164 hand-written Python programming problems released by OpenAI in 2021. Each problem includes a function signature, docstring, and test cases. Models generate the function body, which is executed against the tests.
~500 Python tasks collected from crowd workers by Google Research.
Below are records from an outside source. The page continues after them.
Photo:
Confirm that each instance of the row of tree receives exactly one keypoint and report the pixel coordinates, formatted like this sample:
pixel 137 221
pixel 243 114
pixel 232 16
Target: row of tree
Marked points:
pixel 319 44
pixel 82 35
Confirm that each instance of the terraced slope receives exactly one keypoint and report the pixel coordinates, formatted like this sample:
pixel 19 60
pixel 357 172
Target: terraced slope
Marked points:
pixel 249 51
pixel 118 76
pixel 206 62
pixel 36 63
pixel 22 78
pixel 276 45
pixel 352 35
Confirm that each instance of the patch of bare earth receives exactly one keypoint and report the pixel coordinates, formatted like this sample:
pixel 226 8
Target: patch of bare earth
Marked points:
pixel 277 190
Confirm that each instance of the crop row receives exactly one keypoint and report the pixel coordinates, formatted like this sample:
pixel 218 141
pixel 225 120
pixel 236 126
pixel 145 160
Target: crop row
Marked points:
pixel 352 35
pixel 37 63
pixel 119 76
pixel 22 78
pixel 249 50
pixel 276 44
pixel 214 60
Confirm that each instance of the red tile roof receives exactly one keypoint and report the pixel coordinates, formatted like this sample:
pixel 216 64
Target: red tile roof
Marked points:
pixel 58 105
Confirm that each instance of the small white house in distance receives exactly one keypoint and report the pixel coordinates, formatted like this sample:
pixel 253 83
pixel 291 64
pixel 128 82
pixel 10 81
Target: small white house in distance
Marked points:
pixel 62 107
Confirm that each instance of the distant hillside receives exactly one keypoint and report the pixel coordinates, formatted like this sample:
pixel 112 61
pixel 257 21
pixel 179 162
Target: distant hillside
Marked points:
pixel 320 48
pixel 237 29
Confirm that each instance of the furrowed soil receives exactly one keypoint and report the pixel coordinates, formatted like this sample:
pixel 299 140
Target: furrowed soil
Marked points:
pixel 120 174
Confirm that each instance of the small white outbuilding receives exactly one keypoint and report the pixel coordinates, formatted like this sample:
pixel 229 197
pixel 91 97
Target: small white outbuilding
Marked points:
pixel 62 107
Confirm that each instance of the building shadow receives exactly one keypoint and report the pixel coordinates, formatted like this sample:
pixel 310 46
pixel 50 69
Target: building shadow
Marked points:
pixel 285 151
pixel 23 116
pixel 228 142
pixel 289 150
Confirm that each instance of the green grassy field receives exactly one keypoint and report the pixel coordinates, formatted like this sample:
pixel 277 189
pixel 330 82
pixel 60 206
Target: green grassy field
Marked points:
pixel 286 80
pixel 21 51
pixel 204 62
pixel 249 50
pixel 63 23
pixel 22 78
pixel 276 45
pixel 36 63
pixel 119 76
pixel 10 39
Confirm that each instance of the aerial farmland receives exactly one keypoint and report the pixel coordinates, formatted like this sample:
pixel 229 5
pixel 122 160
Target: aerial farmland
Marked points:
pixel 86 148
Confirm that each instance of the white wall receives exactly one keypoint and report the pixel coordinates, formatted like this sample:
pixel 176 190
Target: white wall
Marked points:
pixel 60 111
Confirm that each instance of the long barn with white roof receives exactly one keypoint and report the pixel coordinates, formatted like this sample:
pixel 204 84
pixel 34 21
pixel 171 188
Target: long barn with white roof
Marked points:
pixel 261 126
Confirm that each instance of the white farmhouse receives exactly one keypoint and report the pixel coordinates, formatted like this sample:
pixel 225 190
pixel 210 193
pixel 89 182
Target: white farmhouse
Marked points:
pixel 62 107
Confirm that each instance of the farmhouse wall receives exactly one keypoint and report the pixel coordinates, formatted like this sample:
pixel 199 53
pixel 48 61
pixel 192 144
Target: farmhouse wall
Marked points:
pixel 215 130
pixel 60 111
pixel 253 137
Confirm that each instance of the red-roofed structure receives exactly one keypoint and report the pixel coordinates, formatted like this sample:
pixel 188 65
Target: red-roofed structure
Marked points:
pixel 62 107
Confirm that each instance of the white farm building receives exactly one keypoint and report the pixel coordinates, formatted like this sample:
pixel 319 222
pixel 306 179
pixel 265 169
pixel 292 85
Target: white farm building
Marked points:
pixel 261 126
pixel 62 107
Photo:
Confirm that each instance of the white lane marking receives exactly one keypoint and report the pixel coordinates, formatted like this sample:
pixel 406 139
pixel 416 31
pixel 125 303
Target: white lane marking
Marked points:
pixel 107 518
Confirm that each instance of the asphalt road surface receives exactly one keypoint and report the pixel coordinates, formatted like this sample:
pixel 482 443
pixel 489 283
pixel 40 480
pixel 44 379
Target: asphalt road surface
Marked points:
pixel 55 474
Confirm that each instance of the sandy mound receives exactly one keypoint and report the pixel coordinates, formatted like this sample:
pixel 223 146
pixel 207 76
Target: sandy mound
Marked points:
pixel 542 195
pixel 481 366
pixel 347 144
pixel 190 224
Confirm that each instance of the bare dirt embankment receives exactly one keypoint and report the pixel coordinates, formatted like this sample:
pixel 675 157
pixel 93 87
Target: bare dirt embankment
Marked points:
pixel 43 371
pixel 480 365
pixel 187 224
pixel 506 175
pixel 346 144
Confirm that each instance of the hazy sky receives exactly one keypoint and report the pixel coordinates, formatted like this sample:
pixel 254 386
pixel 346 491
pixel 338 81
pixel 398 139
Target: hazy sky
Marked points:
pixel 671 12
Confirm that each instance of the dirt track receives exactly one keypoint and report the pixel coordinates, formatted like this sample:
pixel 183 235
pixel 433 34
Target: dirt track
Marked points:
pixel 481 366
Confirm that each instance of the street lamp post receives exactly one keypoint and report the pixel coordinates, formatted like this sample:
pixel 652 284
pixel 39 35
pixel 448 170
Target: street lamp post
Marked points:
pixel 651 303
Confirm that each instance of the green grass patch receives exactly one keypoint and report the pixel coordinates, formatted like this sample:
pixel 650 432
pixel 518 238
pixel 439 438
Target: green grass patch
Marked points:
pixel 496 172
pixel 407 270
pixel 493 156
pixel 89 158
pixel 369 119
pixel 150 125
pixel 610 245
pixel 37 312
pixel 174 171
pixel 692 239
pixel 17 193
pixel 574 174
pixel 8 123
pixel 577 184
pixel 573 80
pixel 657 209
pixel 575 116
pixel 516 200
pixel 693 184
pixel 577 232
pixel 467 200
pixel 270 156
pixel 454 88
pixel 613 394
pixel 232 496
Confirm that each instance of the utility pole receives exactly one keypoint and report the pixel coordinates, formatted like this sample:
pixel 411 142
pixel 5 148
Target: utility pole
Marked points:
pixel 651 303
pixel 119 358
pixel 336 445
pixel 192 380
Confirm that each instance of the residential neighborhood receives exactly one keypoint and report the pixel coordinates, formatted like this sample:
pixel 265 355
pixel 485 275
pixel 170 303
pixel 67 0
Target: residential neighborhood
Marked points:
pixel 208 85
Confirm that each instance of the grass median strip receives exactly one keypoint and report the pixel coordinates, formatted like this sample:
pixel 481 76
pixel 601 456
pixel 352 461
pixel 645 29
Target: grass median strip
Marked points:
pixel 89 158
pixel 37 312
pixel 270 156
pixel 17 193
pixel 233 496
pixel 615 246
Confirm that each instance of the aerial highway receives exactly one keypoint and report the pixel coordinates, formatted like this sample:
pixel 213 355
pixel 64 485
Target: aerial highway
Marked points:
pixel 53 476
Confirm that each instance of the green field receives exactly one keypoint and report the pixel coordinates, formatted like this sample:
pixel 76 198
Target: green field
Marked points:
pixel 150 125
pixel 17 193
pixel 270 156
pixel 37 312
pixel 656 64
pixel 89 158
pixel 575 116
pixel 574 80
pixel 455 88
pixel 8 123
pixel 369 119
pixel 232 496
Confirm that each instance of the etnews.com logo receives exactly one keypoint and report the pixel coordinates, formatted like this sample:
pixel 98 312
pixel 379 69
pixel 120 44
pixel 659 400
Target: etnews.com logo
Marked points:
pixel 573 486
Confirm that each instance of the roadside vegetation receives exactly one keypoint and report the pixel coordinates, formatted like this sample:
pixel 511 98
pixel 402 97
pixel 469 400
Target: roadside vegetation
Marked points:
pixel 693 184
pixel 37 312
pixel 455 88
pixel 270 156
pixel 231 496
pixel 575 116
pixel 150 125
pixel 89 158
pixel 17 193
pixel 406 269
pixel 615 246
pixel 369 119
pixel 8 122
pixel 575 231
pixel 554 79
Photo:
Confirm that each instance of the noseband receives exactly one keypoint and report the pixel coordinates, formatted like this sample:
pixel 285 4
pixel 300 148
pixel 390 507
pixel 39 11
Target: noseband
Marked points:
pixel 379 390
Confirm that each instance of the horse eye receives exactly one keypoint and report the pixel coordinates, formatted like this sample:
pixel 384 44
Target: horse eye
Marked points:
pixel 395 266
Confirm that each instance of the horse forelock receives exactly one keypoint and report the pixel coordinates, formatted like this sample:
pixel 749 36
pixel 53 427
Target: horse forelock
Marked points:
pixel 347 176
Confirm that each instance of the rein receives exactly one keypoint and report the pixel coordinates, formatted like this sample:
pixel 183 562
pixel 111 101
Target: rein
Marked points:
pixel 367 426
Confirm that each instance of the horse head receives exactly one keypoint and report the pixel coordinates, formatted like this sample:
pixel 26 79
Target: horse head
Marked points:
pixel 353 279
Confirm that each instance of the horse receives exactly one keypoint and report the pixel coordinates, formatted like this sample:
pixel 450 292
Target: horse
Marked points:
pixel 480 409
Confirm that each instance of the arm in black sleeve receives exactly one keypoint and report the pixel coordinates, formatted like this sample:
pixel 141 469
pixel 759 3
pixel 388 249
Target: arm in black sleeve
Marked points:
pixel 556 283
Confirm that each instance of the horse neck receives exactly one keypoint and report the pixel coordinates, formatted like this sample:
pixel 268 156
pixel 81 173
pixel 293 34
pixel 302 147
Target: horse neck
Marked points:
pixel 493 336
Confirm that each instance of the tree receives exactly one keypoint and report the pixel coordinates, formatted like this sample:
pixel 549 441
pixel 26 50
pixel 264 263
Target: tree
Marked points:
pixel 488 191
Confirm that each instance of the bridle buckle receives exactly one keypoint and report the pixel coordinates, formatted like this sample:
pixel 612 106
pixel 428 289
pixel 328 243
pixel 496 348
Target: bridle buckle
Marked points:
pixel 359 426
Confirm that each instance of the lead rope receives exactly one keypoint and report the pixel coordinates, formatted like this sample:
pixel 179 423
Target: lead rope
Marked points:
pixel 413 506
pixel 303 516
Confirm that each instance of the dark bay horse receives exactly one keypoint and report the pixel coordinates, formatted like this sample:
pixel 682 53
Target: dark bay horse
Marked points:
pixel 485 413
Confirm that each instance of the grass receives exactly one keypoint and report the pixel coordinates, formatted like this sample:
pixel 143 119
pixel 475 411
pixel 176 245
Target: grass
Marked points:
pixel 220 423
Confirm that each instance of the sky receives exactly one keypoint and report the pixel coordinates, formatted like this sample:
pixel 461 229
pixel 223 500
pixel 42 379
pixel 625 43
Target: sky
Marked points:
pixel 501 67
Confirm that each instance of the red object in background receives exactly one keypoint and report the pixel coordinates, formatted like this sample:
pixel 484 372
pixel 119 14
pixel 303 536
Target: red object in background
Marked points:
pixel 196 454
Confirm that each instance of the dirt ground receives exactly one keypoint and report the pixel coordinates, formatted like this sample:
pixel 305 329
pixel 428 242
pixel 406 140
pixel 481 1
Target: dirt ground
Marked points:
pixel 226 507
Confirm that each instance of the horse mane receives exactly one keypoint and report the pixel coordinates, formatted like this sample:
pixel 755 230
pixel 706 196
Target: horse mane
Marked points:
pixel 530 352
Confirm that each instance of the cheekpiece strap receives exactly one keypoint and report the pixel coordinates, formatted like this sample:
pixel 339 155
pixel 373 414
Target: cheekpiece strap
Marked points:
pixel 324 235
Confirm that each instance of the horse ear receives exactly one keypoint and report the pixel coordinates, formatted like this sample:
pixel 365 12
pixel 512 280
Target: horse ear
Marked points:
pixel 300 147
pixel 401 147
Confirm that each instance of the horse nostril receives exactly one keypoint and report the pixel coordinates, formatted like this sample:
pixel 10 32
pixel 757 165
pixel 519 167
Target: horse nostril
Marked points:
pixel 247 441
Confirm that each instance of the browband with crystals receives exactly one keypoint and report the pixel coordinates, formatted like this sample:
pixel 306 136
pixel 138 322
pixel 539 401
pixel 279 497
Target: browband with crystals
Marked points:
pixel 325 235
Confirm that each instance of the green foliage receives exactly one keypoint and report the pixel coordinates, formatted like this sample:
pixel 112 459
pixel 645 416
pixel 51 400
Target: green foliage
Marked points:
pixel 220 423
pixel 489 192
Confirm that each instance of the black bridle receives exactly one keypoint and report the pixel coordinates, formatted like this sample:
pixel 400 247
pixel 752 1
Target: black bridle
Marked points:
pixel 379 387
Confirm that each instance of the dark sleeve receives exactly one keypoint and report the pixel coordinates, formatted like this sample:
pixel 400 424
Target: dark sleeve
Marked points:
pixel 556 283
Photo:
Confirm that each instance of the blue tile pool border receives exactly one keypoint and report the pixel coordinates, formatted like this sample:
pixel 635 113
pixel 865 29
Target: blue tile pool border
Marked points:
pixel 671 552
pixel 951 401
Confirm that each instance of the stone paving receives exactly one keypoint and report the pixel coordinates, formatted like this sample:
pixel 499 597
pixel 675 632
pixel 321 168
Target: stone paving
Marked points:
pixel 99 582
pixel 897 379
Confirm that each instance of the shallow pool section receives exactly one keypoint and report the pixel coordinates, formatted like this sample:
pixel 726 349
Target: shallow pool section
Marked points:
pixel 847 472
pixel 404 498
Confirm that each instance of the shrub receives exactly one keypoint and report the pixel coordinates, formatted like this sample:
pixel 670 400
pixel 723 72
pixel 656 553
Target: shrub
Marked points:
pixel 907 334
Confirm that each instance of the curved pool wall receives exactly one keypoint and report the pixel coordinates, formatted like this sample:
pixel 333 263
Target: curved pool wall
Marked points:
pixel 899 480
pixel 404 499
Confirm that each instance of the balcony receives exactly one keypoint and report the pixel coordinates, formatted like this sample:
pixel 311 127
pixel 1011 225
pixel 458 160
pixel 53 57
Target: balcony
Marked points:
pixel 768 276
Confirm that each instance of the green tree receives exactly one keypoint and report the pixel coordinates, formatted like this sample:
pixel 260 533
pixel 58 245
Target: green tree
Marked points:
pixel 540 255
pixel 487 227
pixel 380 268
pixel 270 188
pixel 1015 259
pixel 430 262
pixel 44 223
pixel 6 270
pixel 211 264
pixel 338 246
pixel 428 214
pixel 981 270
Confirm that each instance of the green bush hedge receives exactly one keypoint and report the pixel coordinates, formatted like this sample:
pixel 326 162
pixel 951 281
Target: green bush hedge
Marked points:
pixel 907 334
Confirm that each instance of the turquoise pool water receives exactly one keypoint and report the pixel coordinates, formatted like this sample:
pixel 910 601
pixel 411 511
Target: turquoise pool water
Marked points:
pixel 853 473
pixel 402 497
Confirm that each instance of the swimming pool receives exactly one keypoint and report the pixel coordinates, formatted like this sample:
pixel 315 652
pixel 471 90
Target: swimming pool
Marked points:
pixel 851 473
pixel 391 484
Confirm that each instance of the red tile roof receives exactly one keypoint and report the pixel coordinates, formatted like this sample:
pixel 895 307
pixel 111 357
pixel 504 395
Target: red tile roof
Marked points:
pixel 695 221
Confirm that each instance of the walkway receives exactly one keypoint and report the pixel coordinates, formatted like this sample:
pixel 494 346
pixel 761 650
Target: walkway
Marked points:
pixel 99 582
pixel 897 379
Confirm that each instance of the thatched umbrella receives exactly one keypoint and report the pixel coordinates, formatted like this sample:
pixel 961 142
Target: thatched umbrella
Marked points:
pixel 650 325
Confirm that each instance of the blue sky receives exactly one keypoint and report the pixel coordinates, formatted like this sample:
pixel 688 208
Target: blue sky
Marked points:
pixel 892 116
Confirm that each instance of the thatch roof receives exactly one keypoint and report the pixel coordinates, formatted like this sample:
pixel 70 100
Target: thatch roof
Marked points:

Problems are simpler than HumanEval — string manipulation, list operations, basic math. Useful for evaluating small and mid-sized models that struggle with harder benchmarks.
With scores above 95%, the benchmark no longer separates frontier models. All GPT-4-class models are essentially tied. LiveCodeBench uses live contest problems to avoid contamination and provides meaningful signal for current models.